Microscale mRNA Amplification, Separation and Detection for Forensic and Clinical Point-of-Care Applications

Specific, sensitive identification of nucleic targets is an invaluable tool across numerous disciplines, including the forensic and clinical communities. The conventional assays and detection methods for these purposes are laborious, destructive, typically have single target detection, lack specificity and sensitivity, and are time-consuming for the scientist. The development of novel biochemical assays to alleviate these shortcomings can provide faster, multi-target reactions with minimal manual steps and are highly specific and sensitive for identification purposes. Biocompatible technology, such as microfluidics, can enhance an assay by providing rapid, multi-sample, cost-efficient automation for unique bioanalytical techniques. The work outlined in this dissertation discusses development of such centrifugal microdevices for novel amplification and separation methods and subsequent application to differentiation between forensically relevant body fluids, testing tolerance of transplanted organs, and detection of viral targets. Specifically, this dissertation presents two distinct approaches to forensic body fluid identification (bfID) using (1) an isothermal amplification method with colorimetric image analysis and (2) a polymerase chain reaction (PCR)-based primer panel for messenger RNA (mRNA) amplification followed by electrophoretic fluorescent detection. Additionally, this dissertation explores two microfluidic approaches identifying RNA targets in clinical characterization of SARS-CoV-2 infection status and transplanted organ tolerance.

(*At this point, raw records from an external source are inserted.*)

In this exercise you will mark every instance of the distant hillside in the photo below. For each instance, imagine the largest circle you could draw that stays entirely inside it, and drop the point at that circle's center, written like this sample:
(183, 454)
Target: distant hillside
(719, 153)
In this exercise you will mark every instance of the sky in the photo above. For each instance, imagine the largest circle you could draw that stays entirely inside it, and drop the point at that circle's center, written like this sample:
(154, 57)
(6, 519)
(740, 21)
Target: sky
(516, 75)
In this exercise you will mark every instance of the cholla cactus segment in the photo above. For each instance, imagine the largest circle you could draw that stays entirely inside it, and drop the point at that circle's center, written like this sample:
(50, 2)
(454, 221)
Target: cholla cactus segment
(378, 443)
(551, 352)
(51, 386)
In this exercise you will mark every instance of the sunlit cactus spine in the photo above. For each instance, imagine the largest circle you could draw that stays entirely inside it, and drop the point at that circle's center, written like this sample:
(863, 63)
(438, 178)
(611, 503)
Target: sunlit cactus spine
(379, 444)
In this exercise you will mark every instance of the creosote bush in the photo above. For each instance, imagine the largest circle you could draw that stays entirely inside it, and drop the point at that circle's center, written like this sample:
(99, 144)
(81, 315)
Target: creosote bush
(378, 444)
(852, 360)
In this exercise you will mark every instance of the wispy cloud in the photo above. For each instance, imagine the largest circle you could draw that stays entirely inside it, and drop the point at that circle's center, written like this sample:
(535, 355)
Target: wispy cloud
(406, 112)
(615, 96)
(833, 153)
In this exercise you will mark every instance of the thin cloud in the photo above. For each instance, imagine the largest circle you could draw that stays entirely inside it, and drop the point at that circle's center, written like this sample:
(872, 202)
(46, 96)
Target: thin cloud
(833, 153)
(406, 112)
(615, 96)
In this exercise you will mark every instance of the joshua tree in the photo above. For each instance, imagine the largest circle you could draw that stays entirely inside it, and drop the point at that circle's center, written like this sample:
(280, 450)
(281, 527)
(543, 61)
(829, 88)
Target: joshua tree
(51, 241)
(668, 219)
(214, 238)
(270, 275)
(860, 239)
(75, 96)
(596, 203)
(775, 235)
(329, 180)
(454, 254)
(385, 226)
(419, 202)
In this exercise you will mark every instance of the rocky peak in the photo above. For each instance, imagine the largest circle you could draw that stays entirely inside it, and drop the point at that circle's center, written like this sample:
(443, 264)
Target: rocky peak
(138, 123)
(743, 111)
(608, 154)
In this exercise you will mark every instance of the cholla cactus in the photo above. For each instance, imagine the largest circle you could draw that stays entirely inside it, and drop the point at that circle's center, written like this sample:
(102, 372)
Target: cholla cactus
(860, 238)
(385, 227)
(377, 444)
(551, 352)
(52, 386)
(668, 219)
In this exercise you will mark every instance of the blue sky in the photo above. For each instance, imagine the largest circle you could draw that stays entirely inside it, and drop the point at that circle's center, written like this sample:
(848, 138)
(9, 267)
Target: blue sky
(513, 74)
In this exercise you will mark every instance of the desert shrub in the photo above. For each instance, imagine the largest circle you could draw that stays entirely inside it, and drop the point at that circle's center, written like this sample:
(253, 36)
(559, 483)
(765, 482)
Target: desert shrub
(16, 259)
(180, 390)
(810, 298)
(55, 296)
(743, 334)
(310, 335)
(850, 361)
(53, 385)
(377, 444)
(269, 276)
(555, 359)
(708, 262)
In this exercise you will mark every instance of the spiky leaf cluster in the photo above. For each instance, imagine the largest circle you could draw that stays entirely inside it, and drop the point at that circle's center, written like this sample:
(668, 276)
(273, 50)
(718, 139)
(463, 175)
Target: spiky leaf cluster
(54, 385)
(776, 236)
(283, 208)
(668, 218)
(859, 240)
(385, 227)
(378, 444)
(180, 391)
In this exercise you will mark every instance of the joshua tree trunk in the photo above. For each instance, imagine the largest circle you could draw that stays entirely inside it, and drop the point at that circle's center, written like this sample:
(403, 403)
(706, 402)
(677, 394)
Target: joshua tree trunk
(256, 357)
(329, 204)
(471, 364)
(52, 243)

Conventional methods for forensic bfID are ubiquitous, but reply upon time-consuming, laborious microscopic analysis or presumptive (bio)chemical, enzymatic, or immunological assays that are generally limited in specificity and lacking in sensitivity. The work presented in Chapter 2 details a novel method for forensic bfID via the optimization of the detection of five mRNA targets using loop-mediated amplification (LAMP) with a colorimetric indicator and image capture and analysis. This method allows for amplification of the mRNA target in <15 min providing single-fluid specificity and sensitivity in the picogram range for venous blood, semen, saliva, vaginal fluid, and menstrual blood. Chapter 3 describes the construction of a 3D-printed system for isothermal heating and automated image analysis. Along with the optimized amplification method described in Chapter 2, the combined system was evaluated via a single-blind mock study and compared to ‘gold standard’ conventional approaches. Chapter 4 details the adaptation of a panel of primers specific to five mRNA targets in various body fluids integral to forensic analysis to a portable, microfluidic platform. The time required for analysis was greatly diminished relative to traditional methods; while the conventional approach requires ≥3 hours of analytical time, the approach described herein is complete in less than 30 minutes, with on-disc reverse transcription and electrophoresis complete in 11 and <15 min, respectively. Finally, Chapter 5 shows successful detection of an RNA target for SARS-CoV-2 identification in clinical samples using an amplification method 2X faster on-disc than in-tube. This chapter also provides justification for a second clinical application to continue PCR optimization efforts, with the goal of a significantly reduced overall time and reagent cost, that assesses whether a transplanted liver is being tolerated or rejected. The results in this chapter demonstrate the utility of adapting biochemical assays to microfluidic platforms for rapid, point-of-care target for rapid pathogen detection and establishing patient tolerance of a transplanted organ.